Helfand is a field-builder who has helped reshape the documentary landscape by co-founding two critical organizations, Working Films, and Chicken & Egg Pictures. As Creative Director she helped design and lead Chicken & Egg Pictures’ mentorship and funding programs for nearly a decade, served as a Producer on the Oscar-nominated, Dupont-winning short, The Barber of Birmingham, and Executive Producer on the award-winning films Semper FI: Always Faithful and Private Violence. She continues to work at Chicken & Egg Pictures as a Senior Creative Consultant. In 2007, Helfand received a United States Artist Fellowship. In 2016 she was invited to join the Academy of Motion Picture Arts and Sciences Documentary Branch. In late 2018 she completed and launched Cooked: Survival By Zip Code, a feature documentary for which she was awarded the San Francisco Jewish Film Festival’s 2019 Freedom of Expression Award.

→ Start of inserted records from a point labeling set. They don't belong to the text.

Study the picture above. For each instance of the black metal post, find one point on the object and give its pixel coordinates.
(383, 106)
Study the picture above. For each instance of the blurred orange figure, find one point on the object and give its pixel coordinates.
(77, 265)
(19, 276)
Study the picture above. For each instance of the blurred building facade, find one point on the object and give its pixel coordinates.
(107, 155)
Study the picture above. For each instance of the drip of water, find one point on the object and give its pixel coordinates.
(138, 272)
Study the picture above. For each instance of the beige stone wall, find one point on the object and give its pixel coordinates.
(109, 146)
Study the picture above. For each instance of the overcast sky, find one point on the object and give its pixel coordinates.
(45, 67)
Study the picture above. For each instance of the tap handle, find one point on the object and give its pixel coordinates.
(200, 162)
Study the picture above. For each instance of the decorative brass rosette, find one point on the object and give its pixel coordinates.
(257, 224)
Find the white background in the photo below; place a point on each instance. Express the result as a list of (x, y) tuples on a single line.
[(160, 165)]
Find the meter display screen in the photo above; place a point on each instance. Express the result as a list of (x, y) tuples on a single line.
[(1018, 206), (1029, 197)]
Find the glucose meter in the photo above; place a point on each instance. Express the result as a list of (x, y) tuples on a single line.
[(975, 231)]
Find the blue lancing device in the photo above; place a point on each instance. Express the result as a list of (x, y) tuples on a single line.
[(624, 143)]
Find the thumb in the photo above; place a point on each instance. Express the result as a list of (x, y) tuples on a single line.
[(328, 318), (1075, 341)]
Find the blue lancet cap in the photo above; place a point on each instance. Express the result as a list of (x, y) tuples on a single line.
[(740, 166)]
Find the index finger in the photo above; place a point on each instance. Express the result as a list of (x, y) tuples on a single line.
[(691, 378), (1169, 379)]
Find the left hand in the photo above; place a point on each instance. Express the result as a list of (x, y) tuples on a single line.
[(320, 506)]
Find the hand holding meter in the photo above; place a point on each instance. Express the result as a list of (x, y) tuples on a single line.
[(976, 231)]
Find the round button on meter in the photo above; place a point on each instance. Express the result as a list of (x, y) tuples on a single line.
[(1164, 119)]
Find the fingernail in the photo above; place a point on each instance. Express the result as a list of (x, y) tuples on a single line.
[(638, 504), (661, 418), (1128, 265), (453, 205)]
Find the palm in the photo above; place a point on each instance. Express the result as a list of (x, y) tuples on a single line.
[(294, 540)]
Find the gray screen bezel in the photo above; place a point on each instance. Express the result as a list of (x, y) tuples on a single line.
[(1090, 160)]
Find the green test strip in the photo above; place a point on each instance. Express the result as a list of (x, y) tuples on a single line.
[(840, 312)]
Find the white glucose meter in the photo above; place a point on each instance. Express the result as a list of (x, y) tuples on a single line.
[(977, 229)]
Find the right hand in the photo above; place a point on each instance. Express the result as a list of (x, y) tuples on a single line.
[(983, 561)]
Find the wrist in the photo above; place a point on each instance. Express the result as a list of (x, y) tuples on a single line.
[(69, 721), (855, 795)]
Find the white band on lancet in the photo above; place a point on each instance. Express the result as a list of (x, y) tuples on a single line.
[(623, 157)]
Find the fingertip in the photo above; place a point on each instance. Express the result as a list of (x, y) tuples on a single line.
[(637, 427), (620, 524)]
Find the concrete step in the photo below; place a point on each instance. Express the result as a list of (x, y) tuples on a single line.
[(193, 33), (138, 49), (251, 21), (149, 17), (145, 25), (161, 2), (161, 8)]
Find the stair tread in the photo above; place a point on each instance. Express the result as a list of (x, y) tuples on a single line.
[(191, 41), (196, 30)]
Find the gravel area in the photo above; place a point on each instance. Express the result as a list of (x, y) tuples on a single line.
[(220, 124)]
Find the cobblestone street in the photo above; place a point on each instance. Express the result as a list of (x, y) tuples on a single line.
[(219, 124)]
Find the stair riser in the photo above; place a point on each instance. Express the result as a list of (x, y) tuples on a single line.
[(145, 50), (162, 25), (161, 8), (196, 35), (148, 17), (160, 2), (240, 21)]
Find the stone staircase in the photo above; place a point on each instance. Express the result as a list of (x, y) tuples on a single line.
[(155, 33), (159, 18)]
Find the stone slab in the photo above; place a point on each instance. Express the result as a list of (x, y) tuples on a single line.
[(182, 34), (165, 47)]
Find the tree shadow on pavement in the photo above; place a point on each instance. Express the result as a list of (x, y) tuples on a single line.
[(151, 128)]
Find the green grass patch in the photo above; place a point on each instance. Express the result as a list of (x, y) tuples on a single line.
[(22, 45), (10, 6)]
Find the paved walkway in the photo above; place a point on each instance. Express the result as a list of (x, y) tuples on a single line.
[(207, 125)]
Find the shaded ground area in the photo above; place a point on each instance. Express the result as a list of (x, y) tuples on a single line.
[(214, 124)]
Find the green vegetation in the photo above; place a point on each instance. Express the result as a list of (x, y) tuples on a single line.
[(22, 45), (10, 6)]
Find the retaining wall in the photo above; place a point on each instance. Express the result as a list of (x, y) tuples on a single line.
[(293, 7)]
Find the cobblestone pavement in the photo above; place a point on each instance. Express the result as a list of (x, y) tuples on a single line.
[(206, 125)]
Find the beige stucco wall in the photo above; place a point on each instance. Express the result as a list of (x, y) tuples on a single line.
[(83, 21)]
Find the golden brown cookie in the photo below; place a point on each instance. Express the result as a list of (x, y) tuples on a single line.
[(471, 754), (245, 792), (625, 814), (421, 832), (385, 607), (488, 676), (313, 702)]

The film was nationally broadcast on Independent Lense in February 2020, a prescient moment in time just before the start of the Covid Pandemic. The film was so useful in fact, offering a framework for understanding the connection between systemic racism, and commemorating the 25th anniversary of the 1995 Chicago Heat Disaster, the dramatic center of the film. Helfand's goal: use the press attention that comes with the anniversary of an official disaster, and the 2020s and curate a series of virtual Summer of Extremes events to reframe how this devastating moment of climate change history was remembered and reframed as to why the 739 Chicagoans died in one week -- it was structural racism, not the heat. Helfand's newest feature Love & Stuff, inspired by the 2014 NYT Op-Doc of the same name, had its world premiere at Hot Docs 2020, kicking off two years of virtual screenings with Judith doing the Q&A from her kitchen table surrounded by the "stuff" she couldn't part with and wanted her daughter Theo to grow up with. The film had its national broadcast on POV this past September and is poised to launch a targeted community engagement campaign Spring/Summer and Fall of 2023.
Helfand recently completed a two-year visiting professorship at the Columbia Journalism School where she taught the art and craft of documentary to visual journalists. She has taught at SVA's SOC-DOCS program where she remains an adjunct professor as well as at the Visual Journalism Program at the Newmarket School of Journalism at CUNY.
Over the last five-plus years she has had the honor of leading pitch training and serving as moderator for Chicken & Egg Pictures' live pitch at the Sheffield Doc Festival/Market. This experience -- which she LOVES - led to her joining the team at the Athena Film Festival to help develop, evolve, and produce their annual Doc Work-in-Progress Pitching Forum [which just took place on Friday, March 2, 2023, and more recently forums for the Jewish Film Institute. "Pitch & Kvell", the Double Exposure Film Festival, and the Vantage Live Pitch at the DC Environmental Film Festival (this March 26, 2023). She is deep into engagement with three of her films COOKED, LOVE & STUFF, and more recently a short that is launching this May in a five-borough NYC world premiere tour called Together, Not Alone, timed for the third anniversary of the Covid lockdown. She lives in NYC with her eight-year-old daughter Theodora and their bunny Coco Knigl.